この物語には何人も老人が出てきますが、皆色々な意味でおしゃべりです。

 ベリーズ調査官に同行する課外実習は、高等学院が集合場所になっていた。そこから港へと引率されて移動する。港に用意されていたのは小型の貨客船だった。乗降ターミナルには何らかの手回しがあったのか人影は見当たらない。集められたファリルやレミリアとそのクラスメイトが、ベリーズと部下の男女二名に先導されて乗船する。


 目的地は告げられぬまま、着くまでの自由行動を許可されたが、それぞれが思い思いに過ごして、特に会話することはなかった。

 船着場は丁寧に手入れされてはいるが、放置されている大きな漁船が多く往時の盛況を偲ばせる。港からベリーズ調査官に誘われて、すぐ近くから始まる針葉樹の林の中へと足を運んだ。


 その途中に見かけた案内図の看板によれば、辿り着いた島は大きな弧を描いた円月型の島の中に湖を讃えるという不思議な構造をしていた。

 林の中に入りしばらく歩くと、私有地に入ったのか雰囲気が変化する。疎に生える木々の合間を縫うように木片と集成材で歩道がデザインされていて歩き易さを感じさせた。
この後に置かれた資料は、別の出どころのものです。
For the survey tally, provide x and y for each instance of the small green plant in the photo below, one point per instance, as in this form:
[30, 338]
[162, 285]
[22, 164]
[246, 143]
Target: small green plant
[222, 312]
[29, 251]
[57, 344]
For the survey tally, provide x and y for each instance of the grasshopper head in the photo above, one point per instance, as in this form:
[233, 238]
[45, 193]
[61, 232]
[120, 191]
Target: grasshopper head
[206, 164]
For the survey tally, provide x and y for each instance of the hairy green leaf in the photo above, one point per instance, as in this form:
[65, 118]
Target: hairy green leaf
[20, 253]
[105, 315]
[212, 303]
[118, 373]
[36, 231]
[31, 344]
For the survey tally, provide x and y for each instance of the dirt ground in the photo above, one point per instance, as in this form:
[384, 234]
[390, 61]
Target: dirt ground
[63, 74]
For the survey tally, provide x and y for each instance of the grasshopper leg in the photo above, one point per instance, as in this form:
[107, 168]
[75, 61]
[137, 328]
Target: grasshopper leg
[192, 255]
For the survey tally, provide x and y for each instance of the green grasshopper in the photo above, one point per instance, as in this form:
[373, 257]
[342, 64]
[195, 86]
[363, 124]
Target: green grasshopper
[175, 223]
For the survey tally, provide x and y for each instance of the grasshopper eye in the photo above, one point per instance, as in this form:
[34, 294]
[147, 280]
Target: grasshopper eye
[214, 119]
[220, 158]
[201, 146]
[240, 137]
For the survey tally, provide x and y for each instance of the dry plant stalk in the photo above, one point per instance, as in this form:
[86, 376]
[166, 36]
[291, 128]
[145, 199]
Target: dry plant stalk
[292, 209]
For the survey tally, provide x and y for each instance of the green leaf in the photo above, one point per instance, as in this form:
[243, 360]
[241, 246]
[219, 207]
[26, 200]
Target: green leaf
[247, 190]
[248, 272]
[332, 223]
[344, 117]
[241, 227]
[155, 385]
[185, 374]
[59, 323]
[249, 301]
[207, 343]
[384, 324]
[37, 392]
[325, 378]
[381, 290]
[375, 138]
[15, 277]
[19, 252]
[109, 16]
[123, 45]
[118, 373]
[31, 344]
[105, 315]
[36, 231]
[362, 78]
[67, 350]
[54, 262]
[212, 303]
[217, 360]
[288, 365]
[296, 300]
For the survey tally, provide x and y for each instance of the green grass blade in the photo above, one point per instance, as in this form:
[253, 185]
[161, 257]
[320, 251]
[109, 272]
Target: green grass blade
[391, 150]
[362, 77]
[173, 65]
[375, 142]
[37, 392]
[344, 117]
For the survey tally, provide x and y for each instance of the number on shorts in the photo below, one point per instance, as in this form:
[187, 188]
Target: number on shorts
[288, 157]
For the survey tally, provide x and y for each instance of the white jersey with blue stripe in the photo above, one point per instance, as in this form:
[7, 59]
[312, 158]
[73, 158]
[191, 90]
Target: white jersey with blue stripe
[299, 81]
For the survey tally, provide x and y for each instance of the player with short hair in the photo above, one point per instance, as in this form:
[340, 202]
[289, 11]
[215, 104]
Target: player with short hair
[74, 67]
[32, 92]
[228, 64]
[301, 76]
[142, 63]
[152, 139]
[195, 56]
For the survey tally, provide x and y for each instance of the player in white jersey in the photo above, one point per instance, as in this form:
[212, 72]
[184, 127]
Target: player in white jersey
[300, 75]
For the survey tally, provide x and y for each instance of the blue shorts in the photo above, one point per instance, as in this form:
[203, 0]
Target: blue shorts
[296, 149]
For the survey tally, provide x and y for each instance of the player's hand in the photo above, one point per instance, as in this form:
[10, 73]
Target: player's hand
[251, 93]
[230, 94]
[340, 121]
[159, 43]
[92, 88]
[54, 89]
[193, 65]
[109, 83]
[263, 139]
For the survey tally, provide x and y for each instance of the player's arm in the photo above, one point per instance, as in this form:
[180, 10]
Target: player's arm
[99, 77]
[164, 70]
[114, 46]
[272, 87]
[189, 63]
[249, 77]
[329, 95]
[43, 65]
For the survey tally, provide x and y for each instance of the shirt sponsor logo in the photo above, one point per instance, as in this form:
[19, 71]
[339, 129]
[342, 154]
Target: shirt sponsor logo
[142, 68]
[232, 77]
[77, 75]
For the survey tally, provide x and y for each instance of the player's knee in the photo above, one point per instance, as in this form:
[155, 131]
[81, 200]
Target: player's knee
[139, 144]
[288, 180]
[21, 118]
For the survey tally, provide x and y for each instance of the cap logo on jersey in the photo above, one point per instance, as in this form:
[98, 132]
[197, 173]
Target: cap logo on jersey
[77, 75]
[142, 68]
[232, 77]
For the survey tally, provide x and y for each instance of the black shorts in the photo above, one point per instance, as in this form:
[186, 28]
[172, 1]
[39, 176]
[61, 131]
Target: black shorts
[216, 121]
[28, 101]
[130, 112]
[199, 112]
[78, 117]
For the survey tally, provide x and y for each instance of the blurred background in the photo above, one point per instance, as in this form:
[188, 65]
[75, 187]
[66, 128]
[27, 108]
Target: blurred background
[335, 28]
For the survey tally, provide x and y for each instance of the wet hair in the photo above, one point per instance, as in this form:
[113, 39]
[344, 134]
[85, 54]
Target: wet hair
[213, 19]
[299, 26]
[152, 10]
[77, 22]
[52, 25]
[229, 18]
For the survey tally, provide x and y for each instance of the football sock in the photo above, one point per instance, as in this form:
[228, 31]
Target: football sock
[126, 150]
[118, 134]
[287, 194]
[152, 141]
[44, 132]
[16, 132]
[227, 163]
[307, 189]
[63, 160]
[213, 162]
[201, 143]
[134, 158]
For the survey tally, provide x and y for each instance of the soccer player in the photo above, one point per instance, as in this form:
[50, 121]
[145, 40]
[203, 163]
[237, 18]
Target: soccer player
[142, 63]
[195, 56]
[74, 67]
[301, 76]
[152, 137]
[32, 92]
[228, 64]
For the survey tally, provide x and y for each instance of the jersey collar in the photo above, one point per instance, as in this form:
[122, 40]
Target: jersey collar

 ファリルたちはベリーズ調査官の先導で散歩道としても使えるようなその道を歩んだ先で、島の抱える湖に出た。

 湖畔の崖の高さと一体化するように寄り添う建築物があった。高さに換算すると五階建にもなろうかという半円形が崖にくっついているようなデザインで、入り口は四階部分にあり、最上層でもある五階層は円錐形の屋根とテラスになっている。


 ファリルは湖畔に立ち、右手に見えるその建物を眺める。ダルマティア様式は自然との調和、それも動的なものを様式化する帝国でも独自の文化であると教科書に書かれていたものの、現実に教科書に描かれていたイラスト通りの景色が広がる様はどこか満足感を呼び起こした。


 『振る舞いを建築する』というテーマでデザインされたその半円形の塔は、湖に起こる漣と崖の上の青々として生い茂る常緑樹と一体化し、自然に風景に溶け込んでいる。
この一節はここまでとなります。